Now, let’s implement the summarize_with_llm() function. We will show two approaches:

Option A: Using the GLM-4.7-Flash API (Cloud, Free)

from openai import OpenAI

async def summarize_with_llm(transcript: str) -> dict:
    client = OpenAI(api_key="YOUR_FREE_ZHIPU_KEY", base_url="https://open.bigmodel.cn/api/paas/v4/")
    response = client.chat.completions.create(
        model="glm-4-flash",
        messages=[
            {"role": "system", "content": "Summarize the following meeting transcript and extract action items in JSON format."},
            {"role": "user", "content": transcript}
        ],
        response_format={"type": "json_object"}
    )
    return json.loads(response.choices[0].message.content)

Option B: Using LFM2-2.6B-Transcript Locally (Local, Completely Free)

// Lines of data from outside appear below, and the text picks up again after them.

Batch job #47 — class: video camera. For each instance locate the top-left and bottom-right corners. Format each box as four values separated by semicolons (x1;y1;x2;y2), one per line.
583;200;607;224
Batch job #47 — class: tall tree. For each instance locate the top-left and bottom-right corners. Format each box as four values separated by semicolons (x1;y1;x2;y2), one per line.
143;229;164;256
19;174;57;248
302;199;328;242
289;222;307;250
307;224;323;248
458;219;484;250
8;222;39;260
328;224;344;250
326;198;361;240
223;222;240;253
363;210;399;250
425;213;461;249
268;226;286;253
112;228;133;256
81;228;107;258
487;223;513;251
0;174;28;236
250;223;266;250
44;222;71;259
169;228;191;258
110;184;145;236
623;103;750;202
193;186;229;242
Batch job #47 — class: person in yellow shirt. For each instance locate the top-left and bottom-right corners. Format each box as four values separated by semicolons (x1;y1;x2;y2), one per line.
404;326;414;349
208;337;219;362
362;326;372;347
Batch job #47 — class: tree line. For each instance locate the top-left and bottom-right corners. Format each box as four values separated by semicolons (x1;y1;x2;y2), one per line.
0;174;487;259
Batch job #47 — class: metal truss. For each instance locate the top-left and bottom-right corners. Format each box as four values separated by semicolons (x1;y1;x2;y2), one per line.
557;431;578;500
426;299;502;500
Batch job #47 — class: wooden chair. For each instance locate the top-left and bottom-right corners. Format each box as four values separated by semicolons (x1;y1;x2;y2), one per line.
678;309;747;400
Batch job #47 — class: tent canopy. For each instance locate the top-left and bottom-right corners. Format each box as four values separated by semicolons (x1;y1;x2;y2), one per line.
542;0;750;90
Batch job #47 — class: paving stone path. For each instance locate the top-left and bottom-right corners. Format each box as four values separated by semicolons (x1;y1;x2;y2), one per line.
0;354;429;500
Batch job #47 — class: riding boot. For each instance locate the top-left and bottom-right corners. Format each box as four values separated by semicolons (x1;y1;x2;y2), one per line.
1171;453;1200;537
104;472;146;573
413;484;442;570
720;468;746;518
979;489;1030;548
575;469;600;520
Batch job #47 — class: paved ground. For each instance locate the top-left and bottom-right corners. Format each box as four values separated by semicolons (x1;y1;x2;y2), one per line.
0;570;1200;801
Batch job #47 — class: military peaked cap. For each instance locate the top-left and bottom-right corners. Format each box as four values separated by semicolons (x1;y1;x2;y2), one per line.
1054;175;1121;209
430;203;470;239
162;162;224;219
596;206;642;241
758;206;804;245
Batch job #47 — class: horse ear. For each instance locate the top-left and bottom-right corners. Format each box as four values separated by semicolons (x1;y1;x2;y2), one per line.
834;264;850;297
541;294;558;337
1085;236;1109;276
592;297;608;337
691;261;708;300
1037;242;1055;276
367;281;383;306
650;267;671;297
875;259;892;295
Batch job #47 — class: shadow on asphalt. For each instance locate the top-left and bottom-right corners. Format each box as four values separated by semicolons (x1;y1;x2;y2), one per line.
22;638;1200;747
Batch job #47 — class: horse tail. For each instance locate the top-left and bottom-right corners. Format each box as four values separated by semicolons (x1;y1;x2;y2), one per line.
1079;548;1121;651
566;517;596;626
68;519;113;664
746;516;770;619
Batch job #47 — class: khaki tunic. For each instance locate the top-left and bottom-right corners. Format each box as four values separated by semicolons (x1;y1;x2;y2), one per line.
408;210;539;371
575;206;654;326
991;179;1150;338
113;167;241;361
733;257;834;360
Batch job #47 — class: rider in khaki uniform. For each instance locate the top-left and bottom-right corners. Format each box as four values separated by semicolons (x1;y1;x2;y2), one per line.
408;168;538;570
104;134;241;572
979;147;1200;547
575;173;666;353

from transformers import AutoModelForCausalLM, AutoTokenizer

async def summarize_with_llm_local(transcript):
    model_name = "LiquidAI/LFM2-2.6B-Transcript"
    tokenizer = AutoTokenizer.from_pretrained(model_name)
    model = AutoModelForCausalLM.from_pretrained(
        torch_dtype=torch.float16,
        device_map="auto"
    )
    [prompt](/glossaire/prompt) = f"Analyze this transcript and provide a summary and action items:\n\n{transcript}"
    inputs = tokenizer(prompt, return_tensors="pt").to(model.device)
    with torch.no_grad():
        outputs = model.generate(**inputs, max_new_tokens=500)
    return tokenizer.decode(outputs[0], skip_special_tokens=True)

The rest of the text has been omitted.